Since nobody answer this question, I'll do it for you. I hope you still need it.
To factor x3+7x2-28x-160, I will assume that you know already synthetic division and factoring a quadratic trinomial.
First list all the factors of -160 and put sort them out like this:
±1, ±2, ±4, ±5, ±8, ±10, ±16, ±20 , ±32, ±40, ±80, ±160
There are 24 factors and at most 24 trials that you can do. Choose one number at a time that you can use as a divisor for your synthetic division. I advise you to choose the middle four (±8, ±10, ±16, ±20) because that where you can get lucky in finding the right divisor.
Let's start with -8 and use the coefficients of the polynomials.
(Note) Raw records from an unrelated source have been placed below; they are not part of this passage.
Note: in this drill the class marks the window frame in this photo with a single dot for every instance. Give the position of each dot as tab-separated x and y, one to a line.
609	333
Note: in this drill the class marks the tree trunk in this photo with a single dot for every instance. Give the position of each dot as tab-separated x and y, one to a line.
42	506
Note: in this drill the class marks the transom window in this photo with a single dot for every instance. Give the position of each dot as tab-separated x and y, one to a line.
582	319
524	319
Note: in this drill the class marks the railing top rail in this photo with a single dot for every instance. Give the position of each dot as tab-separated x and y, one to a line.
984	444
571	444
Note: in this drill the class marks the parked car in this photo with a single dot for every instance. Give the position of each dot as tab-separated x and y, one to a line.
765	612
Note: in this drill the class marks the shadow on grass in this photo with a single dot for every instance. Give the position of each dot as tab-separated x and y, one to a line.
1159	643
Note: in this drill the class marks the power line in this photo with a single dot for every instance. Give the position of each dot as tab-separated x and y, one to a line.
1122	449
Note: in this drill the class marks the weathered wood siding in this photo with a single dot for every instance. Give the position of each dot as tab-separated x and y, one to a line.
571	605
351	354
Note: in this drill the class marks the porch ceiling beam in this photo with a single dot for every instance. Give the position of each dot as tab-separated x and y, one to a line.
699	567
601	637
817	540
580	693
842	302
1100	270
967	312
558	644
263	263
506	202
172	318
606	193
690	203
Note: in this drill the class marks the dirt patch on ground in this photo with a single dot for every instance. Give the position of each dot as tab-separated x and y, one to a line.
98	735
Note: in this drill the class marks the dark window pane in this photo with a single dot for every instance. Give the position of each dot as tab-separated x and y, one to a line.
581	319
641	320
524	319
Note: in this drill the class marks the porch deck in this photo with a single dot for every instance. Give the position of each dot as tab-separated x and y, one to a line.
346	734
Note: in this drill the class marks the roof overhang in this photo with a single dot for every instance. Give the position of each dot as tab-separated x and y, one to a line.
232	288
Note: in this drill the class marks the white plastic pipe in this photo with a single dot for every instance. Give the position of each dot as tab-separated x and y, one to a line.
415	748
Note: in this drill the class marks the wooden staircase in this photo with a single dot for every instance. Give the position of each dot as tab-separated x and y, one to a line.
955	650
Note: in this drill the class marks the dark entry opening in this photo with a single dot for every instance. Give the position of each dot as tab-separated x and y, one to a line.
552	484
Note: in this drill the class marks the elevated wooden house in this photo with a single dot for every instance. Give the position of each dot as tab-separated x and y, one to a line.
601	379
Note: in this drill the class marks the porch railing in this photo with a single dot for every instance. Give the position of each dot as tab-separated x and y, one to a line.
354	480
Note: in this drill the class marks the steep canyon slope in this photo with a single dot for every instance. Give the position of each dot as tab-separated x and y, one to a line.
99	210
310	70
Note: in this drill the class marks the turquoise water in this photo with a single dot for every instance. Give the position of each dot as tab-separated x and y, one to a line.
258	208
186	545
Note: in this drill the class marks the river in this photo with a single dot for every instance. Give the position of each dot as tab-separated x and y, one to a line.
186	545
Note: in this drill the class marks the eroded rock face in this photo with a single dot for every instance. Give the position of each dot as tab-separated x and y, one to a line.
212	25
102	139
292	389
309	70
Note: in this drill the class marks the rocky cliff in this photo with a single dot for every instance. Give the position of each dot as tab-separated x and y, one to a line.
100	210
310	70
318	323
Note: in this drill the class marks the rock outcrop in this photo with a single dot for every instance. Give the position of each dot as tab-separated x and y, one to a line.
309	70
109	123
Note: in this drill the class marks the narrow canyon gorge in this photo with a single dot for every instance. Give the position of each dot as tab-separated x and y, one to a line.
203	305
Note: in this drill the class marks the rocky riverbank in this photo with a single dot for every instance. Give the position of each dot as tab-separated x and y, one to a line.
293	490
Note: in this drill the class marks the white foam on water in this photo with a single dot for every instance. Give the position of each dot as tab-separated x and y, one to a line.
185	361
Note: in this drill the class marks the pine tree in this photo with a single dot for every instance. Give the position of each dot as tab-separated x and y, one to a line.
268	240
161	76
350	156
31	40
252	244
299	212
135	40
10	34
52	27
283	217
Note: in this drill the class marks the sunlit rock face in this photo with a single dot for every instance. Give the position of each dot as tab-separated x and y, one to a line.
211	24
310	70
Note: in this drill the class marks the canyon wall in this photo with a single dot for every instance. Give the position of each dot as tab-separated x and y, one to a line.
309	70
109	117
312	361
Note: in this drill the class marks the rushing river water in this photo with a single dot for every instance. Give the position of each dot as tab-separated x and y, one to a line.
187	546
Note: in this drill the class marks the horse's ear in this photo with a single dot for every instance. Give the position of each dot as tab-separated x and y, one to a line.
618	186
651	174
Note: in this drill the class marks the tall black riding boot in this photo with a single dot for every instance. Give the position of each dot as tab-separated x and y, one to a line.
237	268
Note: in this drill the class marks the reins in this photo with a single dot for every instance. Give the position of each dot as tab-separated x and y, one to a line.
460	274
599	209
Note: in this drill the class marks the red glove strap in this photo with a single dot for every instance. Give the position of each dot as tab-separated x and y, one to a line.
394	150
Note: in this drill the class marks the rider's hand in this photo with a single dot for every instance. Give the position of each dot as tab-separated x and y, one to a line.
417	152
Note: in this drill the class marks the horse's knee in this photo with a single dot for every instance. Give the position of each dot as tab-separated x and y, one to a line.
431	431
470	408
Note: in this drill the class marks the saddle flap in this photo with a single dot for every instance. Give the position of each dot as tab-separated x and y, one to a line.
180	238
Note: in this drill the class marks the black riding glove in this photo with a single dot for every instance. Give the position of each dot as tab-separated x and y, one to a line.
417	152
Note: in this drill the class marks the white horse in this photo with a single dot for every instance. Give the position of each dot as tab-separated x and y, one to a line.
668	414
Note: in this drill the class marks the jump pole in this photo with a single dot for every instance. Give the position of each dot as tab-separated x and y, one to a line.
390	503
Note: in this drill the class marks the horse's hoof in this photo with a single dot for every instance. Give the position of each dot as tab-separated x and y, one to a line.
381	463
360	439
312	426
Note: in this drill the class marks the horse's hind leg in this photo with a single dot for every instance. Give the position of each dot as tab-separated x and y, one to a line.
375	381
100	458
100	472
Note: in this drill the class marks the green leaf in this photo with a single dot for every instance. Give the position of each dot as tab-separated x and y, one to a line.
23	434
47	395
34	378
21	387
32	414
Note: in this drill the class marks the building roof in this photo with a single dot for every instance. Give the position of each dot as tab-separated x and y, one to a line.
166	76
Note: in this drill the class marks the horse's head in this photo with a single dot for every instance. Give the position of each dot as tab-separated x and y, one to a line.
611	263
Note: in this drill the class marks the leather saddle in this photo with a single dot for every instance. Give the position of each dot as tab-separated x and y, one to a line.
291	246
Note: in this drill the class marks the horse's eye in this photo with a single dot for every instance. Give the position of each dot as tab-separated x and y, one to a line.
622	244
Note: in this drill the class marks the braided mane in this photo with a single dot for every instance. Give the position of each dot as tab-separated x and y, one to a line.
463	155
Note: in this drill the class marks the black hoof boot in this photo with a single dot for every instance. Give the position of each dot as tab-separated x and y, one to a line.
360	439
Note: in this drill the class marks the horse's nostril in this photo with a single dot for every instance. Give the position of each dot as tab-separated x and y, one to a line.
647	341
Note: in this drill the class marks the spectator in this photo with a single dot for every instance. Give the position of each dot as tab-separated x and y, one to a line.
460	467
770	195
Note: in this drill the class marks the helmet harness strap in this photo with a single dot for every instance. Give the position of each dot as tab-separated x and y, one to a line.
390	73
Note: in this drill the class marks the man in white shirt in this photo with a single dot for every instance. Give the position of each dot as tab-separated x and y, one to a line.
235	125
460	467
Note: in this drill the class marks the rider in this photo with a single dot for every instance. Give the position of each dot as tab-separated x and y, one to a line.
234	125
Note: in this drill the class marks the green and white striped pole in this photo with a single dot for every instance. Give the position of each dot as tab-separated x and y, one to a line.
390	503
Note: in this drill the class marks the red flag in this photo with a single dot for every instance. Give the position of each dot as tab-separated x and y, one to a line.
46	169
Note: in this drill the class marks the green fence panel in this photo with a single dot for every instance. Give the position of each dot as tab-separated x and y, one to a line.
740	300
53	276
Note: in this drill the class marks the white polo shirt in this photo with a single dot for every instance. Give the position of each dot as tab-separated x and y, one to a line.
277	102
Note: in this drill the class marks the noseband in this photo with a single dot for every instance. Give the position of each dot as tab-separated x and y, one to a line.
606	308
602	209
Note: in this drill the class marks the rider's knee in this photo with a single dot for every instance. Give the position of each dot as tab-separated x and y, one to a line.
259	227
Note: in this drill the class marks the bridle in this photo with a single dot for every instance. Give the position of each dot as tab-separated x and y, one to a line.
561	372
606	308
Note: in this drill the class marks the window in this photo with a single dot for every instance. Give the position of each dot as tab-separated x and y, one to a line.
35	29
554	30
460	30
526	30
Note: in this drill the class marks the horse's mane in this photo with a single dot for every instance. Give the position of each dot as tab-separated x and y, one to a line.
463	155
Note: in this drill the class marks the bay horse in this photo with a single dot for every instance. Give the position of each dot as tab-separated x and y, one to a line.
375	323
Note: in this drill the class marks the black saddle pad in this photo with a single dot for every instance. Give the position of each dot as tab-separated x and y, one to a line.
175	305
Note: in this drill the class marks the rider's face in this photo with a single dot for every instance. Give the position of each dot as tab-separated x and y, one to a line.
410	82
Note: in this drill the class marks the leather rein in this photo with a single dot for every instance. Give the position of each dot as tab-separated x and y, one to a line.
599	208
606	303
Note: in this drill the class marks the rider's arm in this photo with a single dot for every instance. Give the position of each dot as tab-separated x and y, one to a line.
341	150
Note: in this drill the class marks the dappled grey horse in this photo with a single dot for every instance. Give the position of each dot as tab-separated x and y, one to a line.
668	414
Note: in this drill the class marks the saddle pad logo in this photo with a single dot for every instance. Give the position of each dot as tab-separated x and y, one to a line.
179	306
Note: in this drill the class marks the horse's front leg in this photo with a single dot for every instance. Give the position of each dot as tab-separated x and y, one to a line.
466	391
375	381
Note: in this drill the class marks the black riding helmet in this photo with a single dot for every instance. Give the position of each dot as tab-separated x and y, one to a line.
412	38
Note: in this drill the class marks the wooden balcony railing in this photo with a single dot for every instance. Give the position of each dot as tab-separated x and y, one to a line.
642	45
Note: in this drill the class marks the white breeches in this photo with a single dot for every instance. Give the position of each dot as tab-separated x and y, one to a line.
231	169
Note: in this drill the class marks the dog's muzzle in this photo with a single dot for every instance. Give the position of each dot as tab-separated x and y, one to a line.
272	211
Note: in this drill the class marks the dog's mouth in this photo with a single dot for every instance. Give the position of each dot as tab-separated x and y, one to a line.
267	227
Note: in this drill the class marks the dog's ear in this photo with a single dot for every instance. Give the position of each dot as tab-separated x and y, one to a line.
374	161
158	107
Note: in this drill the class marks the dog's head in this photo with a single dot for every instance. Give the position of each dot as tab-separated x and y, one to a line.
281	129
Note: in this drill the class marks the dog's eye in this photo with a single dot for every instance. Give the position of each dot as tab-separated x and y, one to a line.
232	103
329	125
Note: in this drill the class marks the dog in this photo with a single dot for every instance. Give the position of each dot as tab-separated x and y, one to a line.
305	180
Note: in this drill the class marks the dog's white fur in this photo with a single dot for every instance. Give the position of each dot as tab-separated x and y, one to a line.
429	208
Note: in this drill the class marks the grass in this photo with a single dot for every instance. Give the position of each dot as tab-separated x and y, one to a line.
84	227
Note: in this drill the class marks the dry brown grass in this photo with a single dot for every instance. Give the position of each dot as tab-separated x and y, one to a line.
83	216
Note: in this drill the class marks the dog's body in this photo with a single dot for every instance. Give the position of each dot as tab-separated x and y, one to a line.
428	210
Using the synthetic division you'll get the following numbers:
-8 _/ 1 7 -28 -160
-8 8 160
-------------------------------
1 -1 -20 0
If the last number is zero, then that's exactly what you need. If the last number is not zero, then you have to pick another factor of -160 until you get the zero as the last number in your synthetic division.
The numbers 1,-1, -20, 0 are the coefficients of the polynomials of one of the factors:
x2 - x - 20 with zero remainder. Therefore:
x3+7x2-28x-160 = (x + 8) (x2 - x - 20). We use (x + 8). It's +8 because it has to be the opposite sign of the divisor in synthetic division.
Then factor x2 - x - 20, by getting the factors of -20 that add up to -1 (-1 is the coefficient of the middle term) we have (x + 4) (x - 5).
x3+7x2-28x-160 = (x + 8) (x + 4) (x - 5)